9.02.2019

emek ve özgürlük

andre breton

insanlar, ya öteki sefaletlerle birlikte ya da onlarsız, işe, emeğe tahammül edebildikleri ölçüde ilginç olmayı bilirler ancak. başkaldırı, onların içinde daha ağır basmasa, emek nasıl yüceltebilirdi onları? o anda görebilirsiniz onları, onlar ise zaten göremezler sizi.

ben tüm gücümle, bana değer biçilmek istenen bu köleliği yadsıyorum, nefret ediyorum ondan. buna mahkum olduğu için insana acıyorum, genelde ondan yakasını sıyıramadığı için de acıyorum ona; ne var ki beni onun safına çeken, çabasının şiddeti, acımasızlığı değil; beni onun yanına çeken, güçlü başkaldırısından başkası değil ve olamaz da. bilirim ki tanrının her günü, birkaç saniye arayla, aynı hareketi tekrarlamaya zorlayan bir fabrika fırınında ya da şu acımasız makinelerin önünde veya başka her yerde, en az kabullenilebilir, sineye çekilebilir emirler karşısında ya da hücrede veya bir idam mangası karşısında bile özgür hissedebilir kendisini insan; ama çekilen işkence değildir bu özgürlüğü yaratan. bir diyeceğim yok buna.

özgürlük, o, binbir türlü ve en zorlu özverilerle şu dünyada elde ettiğimiz özgürlük, bir kez de ele geçti mi, ondan yararlanılsın ister; hiçbir sınır konulmadan, hiçbir yararcı düşünceye kapılmaksızın yararlanılsın ister; çünkü en yalın devrimci biçimi altında anlaşılan insanın kurtuluşu olgusu, hizmet edilmeye değer tek davadır. bu herkese göre bir kurtuluş da değildir; demek istiyorum ki, her kişinin elindeki yöntemlere göre bir kurtuluş da değildir bu.

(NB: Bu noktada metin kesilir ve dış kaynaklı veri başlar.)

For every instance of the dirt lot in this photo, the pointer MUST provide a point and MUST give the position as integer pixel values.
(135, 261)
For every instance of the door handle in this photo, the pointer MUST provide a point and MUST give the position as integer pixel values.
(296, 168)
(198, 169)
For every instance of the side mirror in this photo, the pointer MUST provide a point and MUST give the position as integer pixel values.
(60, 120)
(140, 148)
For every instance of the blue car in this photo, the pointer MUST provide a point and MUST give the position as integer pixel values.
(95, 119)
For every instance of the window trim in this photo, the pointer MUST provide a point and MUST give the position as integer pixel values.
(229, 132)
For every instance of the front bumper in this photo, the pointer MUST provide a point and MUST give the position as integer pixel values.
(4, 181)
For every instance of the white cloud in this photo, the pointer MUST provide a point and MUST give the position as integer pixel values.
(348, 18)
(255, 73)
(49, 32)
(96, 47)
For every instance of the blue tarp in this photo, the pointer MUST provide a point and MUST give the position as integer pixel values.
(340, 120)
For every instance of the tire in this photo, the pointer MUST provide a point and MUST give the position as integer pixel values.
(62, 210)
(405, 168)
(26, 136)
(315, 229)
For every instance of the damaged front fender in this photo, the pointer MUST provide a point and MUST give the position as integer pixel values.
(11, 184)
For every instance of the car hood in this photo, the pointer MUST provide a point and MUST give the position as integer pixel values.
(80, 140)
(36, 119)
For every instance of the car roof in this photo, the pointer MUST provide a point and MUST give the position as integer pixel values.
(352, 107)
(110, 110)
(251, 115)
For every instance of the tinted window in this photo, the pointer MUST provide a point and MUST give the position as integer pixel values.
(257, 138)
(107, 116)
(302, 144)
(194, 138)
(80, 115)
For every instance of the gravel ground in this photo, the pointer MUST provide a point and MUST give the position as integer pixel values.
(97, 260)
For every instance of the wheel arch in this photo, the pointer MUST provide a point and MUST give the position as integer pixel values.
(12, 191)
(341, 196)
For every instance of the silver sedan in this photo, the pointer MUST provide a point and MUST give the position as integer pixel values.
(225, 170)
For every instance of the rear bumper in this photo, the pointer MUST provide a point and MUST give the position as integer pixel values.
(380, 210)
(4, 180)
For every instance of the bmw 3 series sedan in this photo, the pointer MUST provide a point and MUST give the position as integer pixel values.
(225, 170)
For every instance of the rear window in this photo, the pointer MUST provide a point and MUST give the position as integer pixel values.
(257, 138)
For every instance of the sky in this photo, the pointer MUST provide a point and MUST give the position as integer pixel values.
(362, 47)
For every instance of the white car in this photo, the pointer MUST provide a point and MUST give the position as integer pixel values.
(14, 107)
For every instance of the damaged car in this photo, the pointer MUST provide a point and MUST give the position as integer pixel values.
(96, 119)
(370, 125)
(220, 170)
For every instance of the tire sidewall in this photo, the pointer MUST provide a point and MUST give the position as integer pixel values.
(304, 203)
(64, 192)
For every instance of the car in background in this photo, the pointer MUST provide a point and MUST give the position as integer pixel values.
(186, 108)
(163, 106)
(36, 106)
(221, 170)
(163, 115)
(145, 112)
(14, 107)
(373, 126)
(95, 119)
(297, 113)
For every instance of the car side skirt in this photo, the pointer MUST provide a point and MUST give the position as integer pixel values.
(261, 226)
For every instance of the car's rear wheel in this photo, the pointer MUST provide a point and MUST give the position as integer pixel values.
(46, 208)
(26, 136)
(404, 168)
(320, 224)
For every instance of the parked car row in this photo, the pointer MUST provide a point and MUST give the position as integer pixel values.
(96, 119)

özgürlük sürekli bir zincirlerden arınmadır; doğru da, bu arınmanın sürekli olabilmesi, devamlı mümkün olabilmesi için zincirlerin bizi altında ezmemesi gerekmez mi, sizin sözünü ettiğiniz insanların çoğunu ezdikleri gibi? ama özgürlük insan açısından daha fazlasıdır belki de, daha uzun ya da daha kısa adımların, en çok, bu zincirlerin koparışı için insana vaat edilen en görkemli adımların zinciridir de.

bu adımları atmaya güçlerinin yeteceğini varsayabiliyor musunuz? bir defa zamanları var mı buna? yürekleri var mı? mert insanlar diyordunuz demin, evet kendini savaşta öldürtenler gibi mert, yürekli değil mi? hadi adını koyalım, kahramanlar. birçok bedbaht, birkaç tane de zavallı budala.. itiraf edeyim ki, bu adımlar, her şey benim için.

adımlar nereye doğru gidiyor, işte gerçek sorun burada. ama er veya geç kendilerine bir yol çizmeyi bilecekler. bu yolun üzerinde, yolu izleyememiş olanları, zincirlerinden arındırmaya yardım etmenin yollarının da görünmeyeceğini kim bilir? işte ancak o zaman biraz duraklamak gerekecek belki; ama geri dönülmeksizin tabii.